Nous ne profitons pas seulement de l’éclairage public, nous jouissons aussi pour une bonne part de l’éclairage des cafés et des magasins ; nos anciens boulevards, les passages, les galeries du Palais-Royal, quelques rues appartenant aux quartiers riches, reçoivent, jusqu’à dix ou onze heures du soir, plus de clarté des particuliers que de l’administration municipale. Certaines places sont encore fort obscures, et l’on ferait bien d’y multiplier les candélabres ; l’absence de boutiques semble les condamner à une ombre perpétuelle, et l’éloignement de toute maison contribue à y entretenir l’obscurité. En effet, la lumière qui pénètre nos rues est bien moins directe que l’on ne croit ; elle est surtout réfléchie. Le point éclairant des candélabres frappant sur les murailles planes et blanches de constructions voisines est renvoyé par celles-ci sous forme de nappes lumineuses qui diffusent la clarté et en augmentent singulièrement l’effet. Toute lumière, pour être convenablement employée à des services généraux et publics, doit pouvoir s’éparpiller, se fractionner à l’infini ; sans cela elle reste un foyer restreint, éclatant, mais impropre à satisfaire aux exigences d’une grande ville. Il en est ainsi de la lumière électrique : elle éblouit et n’éclaire pas ; dans bien des circonstances, elle peut être utilisée, mais on n’est pas encore parvenu à en faire un agent d’éclairage régulier.

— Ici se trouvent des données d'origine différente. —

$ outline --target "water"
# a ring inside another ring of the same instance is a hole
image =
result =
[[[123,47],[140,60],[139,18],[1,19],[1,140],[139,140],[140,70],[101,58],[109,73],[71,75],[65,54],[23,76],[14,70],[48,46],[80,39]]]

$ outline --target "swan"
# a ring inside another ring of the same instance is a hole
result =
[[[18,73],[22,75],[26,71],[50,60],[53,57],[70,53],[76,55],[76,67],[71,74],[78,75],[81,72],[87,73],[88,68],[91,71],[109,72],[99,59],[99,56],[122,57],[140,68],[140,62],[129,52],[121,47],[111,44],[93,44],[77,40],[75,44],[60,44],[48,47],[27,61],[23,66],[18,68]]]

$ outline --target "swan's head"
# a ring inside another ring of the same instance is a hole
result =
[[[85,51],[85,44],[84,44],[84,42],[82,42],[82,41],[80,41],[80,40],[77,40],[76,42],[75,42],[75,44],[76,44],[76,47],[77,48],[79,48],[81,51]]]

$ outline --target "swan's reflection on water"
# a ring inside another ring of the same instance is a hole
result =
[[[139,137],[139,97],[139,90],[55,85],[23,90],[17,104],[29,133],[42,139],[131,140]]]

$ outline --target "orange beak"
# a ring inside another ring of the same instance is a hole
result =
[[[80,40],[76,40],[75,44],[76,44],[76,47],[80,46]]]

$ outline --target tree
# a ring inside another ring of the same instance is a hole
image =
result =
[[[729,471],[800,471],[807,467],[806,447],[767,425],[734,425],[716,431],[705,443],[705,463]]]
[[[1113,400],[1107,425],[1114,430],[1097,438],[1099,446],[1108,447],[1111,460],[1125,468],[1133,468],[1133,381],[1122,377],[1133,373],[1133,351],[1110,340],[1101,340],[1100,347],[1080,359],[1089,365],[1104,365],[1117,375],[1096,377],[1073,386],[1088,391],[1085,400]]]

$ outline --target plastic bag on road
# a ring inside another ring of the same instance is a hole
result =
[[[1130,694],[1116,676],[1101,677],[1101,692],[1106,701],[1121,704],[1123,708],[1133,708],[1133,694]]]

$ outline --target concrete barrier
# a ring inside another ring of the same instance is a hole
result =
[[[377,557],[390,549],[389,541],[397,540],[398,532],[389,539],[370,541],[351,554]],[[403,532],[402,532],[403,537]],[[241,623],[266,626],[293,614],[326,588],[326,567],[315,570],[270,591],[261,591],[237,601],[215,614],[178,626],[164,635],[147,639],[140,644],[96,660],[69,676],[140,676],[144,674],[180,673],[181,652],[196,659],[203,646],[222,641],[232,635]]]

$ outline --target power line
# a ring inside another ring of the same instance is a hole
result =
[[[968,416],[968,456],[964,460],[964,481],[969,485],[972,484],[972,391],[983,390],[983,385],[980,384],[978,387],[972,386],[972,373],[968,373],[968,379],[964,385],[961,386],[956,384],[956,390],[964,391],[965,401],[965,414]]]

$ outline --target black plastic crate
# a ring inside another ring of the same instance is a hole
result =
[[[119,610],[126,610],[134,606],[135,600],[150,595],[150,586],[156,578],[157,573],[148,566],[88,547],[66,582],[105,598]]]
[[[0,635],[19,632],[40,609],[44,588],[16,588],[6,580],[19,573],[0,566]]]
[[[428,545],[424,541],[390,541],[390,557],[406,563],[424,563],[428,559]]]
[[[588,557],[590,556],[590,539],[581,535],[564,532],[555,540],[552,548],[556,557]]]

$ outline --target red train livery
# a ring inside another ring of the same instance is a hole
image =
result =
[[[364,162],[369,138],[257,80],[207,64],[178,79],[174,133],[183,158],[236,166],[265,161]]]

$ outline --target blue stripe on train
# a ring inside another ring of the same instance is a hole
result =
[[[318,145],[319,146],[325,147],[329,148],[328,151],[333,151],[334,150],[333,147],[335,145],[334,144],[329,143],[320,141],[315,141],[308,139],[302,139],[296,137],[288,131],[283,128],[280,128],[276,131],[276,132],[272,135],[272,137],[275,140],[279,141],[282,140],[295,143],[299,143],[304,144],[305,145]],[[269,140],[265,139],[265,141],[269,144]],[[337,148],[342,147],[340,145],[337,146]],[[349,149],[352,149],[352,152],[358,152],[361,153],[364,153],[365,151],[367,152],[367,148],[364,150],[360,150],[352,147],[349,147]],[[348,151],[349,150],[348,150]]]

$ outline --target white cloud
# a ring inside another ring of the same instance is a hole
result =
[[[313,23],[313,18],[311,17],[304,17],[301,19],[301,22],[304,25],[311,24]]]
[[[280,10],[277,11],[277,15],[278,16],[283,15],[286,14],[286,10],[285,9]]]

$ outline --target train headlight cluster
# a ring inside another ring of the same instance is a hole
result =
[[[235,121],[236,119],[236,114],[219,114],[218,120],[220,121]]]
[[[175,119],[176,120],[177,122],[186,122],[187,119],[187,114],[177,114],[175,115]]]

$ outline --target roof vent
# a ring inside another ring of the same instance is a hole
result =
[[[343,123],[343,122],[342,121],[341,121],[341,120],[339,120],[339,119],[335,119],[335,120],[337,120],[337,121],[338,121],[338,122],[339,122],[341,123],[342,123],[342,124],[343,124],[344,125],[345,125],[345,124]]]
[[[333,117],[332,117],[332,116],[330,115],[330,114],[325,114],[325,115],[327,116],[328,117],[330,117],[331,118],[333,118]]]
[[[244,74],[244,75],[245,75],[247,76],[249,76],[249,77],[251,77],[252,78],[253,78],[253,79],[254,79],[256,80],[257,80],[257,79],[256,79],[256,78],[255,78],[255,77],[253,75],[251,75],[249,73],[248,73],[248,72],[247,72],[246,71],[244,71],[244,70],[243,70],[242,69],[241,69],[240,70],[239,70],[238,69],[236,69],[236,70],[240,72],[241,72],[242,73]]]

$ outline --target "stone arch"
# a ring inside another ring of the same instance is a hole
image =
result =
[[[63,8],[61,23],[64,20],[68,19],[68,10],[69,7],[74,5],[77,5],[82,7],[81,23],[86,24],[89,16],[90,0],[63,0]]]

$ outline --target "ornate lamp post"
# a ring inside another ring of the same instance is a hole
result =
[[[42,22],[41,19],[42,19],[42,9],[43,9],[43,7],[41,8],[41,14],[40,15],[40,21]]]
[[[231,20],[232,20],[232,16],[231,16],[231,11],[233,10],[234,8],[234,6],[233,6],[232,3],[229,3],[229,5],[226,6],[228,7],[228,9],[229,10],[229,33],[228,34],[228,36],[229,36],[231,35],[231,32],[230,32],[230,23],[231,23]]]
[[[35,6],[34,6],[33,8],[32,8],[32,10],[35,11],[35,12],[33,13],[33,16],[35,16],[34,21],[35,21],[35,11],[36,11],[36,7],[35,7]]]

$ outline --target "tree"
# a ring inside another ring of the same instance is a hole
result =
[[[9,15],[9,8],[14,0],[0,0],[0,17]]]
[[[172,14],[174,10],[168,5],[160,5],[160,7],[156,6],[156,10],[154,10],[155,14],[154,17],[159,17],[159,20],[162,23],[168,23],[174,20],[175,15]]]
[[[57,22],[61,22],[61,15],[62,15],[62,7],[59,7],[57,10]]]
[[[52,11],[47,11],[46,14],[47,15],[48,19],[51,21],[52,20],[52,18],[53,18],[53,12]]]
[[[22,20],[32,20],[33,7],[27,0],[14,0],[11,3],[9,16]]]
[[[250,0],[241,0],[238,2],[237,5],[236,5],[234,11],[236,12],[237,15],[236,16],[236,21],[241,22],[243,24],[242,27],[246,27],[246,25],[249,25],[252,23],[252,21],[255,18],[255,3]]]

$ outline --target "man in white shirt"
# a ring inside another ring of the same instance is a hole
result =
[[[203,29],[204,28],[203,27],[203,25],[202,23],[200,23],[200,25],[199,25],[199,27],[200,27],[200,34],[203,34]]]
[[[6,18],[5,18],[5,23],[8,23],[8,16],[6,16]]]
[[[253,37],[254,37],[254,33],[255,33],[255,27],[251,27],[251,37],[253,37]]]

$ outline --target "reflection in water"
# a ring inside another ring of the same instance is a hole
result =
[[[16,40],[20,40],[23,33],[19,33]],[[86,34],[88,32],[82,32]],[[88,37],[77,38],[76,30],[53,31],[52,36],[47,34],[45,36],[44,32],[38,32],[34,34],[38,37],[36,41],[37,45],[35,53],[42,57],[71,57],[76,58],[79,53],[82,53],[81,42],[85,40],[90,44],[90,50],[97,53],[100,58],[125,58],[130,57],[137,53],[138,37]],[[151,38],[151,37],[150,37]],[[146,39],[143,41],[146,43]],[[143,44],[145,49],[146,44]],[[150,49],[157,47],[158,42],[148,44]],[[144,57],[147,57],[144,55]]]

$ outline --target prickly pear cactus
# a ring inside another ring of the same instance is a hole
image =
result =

Le gaz entre chaque jour de plus en plus dans nos habitudes domestiques ; avant cent ans, il n’y aura si petite mansarde qui n’ait son bec lumineux et son robinet d’eau. Ce sera là un grand progrès, mais on ne s’arrêtera pas là on reconnaîtra que c’est un mode de chauffage économique et plus préservateur d’incendie qu’aucun

  1. Il y a progrès cependant ; au 1er mai, il ne restait plus à Paris que 898 réverbères, auxquels il convient d’ajouter 7 lanternes rouges fixées aux portes de sept commissaires de police, et 9 réverbères suspendus dans les rues de l’entrepôt des vins ; c’est encore un total de 914 qu’il faut se hâter de décrocher. En présence des 7 millions 1/2 que la ville reçoit pour notre éclairage, Paris a droit au gaz jusque dans ses ruelles les moins habitées.